Professional Biography Work Based on Anthroposophy

On New Year’s Eve of 1922, a dream of the future human being burned until it vanished. Shortly after 10 p.m., white smoke rose from the east aisle of the St. John’s building, an imposing domed structure on a hillside near Dornach, near Basel, Switzerland.

Anthroposophy is a spiritual movement that began in the late 19th century. Rudolf Steiner, a German philosopher, and mystic, founded it.

Anthroposophy seeks to access the spiritual wisdom that underlies all of reality and to apply this wisdom in a practical way to help humanity and the world.

Anthroposophy has inspired many fields of work, including education, agriculture, medicine, architecture, and the arts.

Biographical Review of Rudolf Steiner, Creator of Anthroposophy

Rudolf Steiner was born in 1861 in Donji Kraljevec, a town that was part of the Austro-Hungarian Empire (today annexed to Croatia). His professional training took place in Vienna, where he ventured into areas such as physics, mathematics, and philosophy, his first encounter with the main works of the latter discipline.

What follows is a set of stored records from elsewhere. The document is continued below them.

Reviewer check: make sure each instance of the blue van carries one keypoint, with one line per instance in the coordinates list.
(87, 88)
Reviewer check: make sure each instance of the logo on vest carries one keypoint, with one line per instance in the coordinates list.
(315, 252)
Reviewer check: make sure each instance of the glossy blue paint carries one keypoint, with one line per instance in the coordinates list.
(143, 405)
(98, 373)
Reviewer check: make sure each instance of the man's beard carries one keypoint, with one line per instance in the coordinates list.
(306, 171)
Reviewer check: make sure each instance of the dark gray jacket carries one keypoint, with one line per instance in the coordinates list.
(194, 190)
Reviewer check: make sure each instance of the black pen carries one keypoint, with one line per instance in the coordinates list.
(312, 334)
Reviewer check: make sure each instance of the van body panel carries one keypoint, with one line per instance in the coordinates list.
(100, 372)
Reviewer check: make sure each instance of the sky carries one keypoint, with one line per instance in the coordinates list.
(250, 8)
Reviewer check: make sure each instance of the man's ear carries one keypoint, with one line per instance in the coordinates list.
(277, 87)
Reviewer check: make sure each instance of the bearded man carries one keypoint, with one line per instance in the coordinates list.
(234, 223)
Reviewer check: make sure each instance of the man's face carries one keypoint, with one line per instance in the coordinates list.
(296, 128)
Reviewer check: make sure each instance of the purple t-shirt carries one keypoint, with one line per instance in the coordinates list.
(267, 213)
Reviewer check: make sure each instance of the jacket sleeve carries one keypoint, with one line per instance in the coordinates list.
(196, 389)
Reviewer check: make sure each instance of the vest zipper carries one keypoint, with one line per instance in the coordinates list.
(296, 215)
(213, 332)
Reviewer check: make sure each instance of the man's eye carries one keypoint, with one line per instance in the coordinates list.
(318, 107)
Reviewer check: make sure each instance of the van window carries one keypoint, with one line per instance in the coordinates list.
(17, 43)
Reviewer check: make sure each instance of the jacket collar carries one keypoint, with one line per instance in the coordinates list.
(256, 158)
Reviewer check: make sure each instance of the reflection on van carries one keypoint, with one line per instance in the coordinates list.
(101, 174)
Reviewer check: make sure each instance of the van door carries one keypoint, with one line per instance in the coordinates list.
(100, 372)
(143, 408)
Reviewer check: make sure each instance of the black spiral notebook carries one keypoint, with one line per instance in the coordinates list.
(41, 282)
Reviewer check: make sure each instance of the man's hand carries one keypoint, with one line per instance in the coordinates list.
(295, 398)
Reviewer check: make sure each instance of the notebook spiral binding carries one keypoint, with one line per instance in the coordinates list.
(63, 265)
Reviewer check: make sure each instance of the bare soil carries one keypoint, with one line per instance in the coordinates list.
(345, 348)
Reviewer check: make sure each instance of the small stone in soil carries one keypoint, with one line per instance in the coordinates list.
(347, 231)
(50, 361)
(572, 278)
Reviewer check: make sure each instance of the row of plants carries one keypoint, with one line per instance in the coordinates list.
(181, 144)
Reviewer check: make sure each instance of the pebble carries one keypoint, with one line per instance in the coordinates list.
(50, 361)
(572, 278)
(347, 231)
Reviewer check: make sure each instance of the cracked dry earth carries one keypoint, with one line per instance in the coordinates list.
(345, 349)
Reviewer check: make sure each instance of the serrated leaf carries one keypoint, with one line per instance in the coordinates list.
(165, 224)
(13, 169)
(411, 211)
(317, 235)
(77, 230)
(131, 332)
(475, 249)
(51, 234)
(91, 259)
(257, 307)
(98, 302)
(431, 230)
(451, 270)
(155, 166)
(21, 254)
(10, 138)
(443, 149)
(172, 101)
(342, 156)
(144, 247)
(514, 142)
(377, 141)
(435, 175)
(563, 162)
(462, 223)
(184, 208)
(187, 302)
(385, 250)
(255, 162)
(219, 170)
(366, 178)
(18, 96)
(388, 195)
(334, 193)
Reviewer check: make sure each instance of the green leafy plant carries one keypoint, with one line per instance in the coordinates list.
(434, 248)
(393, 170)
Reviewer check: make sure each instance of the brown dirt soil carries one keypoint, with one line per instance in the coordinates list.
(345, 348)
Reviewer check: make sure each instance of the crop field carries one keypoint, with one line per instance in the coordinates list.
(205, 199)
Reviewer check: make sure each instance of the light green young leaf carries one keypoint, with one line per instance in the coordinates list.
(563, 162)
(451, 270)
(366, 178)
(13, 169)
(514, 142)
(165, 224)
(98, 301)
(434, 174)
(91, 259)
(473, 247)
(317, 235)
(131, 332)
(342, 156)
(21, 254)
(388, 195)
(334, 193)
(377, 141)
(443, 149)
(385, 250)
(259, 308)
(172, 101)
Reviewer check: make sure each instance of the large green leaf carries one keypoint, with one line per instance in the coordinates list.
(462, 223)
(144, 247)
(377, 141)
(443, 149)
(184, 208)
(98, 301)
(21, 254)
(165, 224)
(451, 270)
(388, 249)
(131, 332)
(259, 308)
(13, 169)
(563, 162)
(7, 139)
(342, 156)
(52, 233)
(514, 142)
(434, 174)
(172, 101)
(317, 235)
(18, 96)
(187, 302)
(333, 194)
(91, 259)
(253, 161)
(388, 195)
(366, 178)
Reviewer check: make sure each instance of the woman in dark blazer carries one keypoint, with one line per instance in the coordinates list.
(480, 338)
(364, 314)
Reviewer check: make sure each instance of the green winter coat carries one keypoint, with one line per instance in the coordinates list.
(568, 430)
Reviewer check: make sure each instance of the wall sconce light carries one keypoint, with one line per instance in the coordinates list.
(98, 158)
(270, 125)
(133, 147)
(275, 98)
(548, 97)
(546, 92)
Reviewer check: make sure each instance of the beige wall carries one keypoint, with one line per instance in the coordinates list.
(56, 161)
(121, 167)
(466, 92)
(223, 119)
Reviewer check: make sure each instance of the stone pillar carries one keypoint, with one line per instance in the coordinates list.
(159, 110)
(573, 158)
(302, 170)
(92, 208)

He specialized as a doctor of Philosophy in 1891, and graduated from the University of Rostock (Germany). Two years later, he edited one of his most important publications, The Philosophy of Liberty, where he makes an incredible review of the legacy of the theorists who founded his thought, such as Kant, Hegel, Nietzsche, Fichte, and Schelling, to the point of being considered an expert in the studies of these theorists.

Another of his sources of inspiration was the famous and prolific German naturalist Johann Wolfgang von Goethe, to whom Steiner paid tribute when he founded the first headquarters of the anthroposophical movement, the Goetheanum, in Switzerland, which today is the world center of this discipline.

It should be noted that approaching the twilight of his life, Steiner endured the hostility of Nazism and other sides that opposed his philosophical thought, including burning the first Goetheanum to his opponents as a measure of intimidation of your society.

Most Important Characteristics of Anthroposophy

Some of the characteristic features of anthroposophy are:

  • Self-knowledge as a path of evolution

As a first postulate, the discovery of a person about himself is the ideal path if he wishes to achieve the integral growth of his whole being.

  • Empathy is a fundamental core of the human being.

The understanding that a person has towards the actions of others is what Rudolf Steiner called at the time an alien self, a sense that is based on the meeting of two people in their deepest sphere, without any prejudice and with the greatest possible empathy.

  • Universal spirituality

Anthroposophical thought postulates that the spiritual growth of each person does not necessarily take place in a religious time or within the framework of social isolation but can be carried out through interaction with other people while dedicating a space to reflection, internalization, and meditation.

  • Everyday life as a practice environment

For its part, anthroposophy has as its main characteristic the promotion of the practice of this thought in daily life, where the relationship with other people in the immediate environment contributes to self-knowledge of being and human growth.